By the end of the day, seven of the children staring up at Lerato on this warm, sunny morning will have discovered that, like her, they are infected with the HIV virus. They will also have learned that it doesn’t mean it’s the end of their lives, where they can get help and advice and, most importantly, how to avoid infecting others.
Lerato found out her status three years ago. For many young people in Lesotho this news would be overwhelming, a reason to give up or to deny it entirely. But Lerato chose a different path. Working with streetfootballworld network member Kick4Life, she travels to schools and communities around Lesotho and talks to children about why it’s so important to get tested and know their status. Lerato is seventeen years old.
“It’s best if people hear this kind of thing from someone who has been through it,” she says. “Sometimes people can tell them something because they have been told to say it, but I tell them that this is how it is, because I am living this experience”.
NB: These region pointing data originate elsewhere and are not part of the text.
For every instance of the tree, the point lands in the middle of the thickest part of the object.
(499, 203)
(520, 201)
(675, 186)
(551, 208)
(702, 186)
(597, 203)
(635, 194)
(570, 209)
Lesotho, a small, mountainous kingdom rising out of South Africa, suffers from one of the highest HIV/AIDS infection rates in the world; around 23% of the country’s population is HIV-positive. For many people, here and across Africa, the thought of finding out you have the HIV virus is equivalent to receiving a death sentence. Many choose simply not to know, and then go on to infect others. The stigma surrounding testing, and people’s reluctance to confront their status, are as big a threat to the future of this country as the disease itself.
Lerato had the courage. “I was a little scared when I went for my test,” she says. “But then I saw that this is reality and I decided I wouldn’t let it change me. In fact I decided to use it as an advantage.
“Now with Kick4Life I get to do so many things. I get to meet youth groups, talk to people in schools and meet some very important people”.
Kick4Life’s Vodacom ‘Test Your Team’ events, like the one introduced by Lerato, bring together hundreds of children from local schools to take part in a football tournament. HIV testing and counseling tents are set up side by side with the football pitches, and throughout the day each team and its supporters are encouraged to get tested. Expert counselors are on hand to talk to the children before and after the simple, five-minute test.
“The innovation of these events is that the counseling and testing are actually part of the football schedule,” says Football for Hope’s Programme Development Manager Paola Peacock-Friedrich, who created the concept whilst working in Lesotho for the Clinton Foundation’s HIV/AIDS Initiative.
“If someone finds out they are HIV-positive they will know there is a solution because local pediatric AIDS clinics are here on-site. Anti-retroviral drugs are available free in Lesotho and it’s important that anyone who finds out they are positive understands the next steps”.
In between the games of football, Kick4Life coaches lead the children through a series of games and activities designed to teach the children about HIV and AIDS, how the disease spreads and what they can do to avoid it.
“Outside events like this there is a very negative peer pressure against getting tested,” says Pete Fleming, who founded Kick4Life in 2005.
“There is a just a huge stigma associated with it. A 14-year-old boy would be very unlikely to go to a clinic to get tested. What we want to do with events like this is create a different atmosphere, a positive peer pressure where young people encourage each other to get tested. 85% of the kids getting tested here today will be getting tested for the first time. We want them to get into the habit of getting tested, and knowing their status.”
So far over six thousand young people like Lerato have been tested for HIV at these events, with those testing positive immediately referred for counseling and treatment at their local clinic.
streetfootballworld network member Kick4Life uses football to teach young people in the African kingdom of Lesotho about HIV and AIDS, and why it’s so important to know your status.